Why is the Rent So Damn High?

Something that really irked me is that Robert kept railing against the zoning thing like people think it's a dive bullet and it's a big Libertarian push to deregulate and forget. True, a lot of the zoning issue come from one major popular source, Strong Towns which is tackles the issue from a fiscally conservative angle. But the issue is regressive zoning regulations that hurt poor people. Robert kind of hand waived away the lack of multi family housing issue in cities and when looking at the numbers he talked about the ratio of house verse family size. He completely ignored the fact that there is very little dense housing being built in inner cities because of these regulations which is gentrifying the poor into rural exurbs now and forcing them into owning personal vehicles when they could previously use public transportation because that's the only place new housing supply is being added. Regressive Euclidean zoning that was literally designed to make suburbs expensive to keep the poor out and now those types of suburbs are the only thing that's legal to build in most areas, this has contributed to driving up the cost of housing because developers only build single family homes and the average home sizes are much bigger than they were sixty years ago.

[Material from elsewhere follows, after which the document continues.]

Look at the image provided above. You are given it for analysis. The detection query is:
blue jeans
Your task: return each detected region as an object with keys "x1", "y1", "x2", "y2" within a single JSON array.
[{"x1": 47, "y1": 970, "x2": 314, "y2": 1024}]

It's simple mathematics that if you get rid of these zoning codes you can fit more houses per square kilometer which drivers down the cost of each dwelling. It's not a silver bullet, and it won't do anything to solve the housing crisis right now, but it will ease the issue over time.

Robert also placed way too much emphasis on NIMBYS which felt like a straw man too, because while housing advocate do complain about NIMBYS a lot, I've never seen anyone make the claim that they are the predominant cause of rising home costs.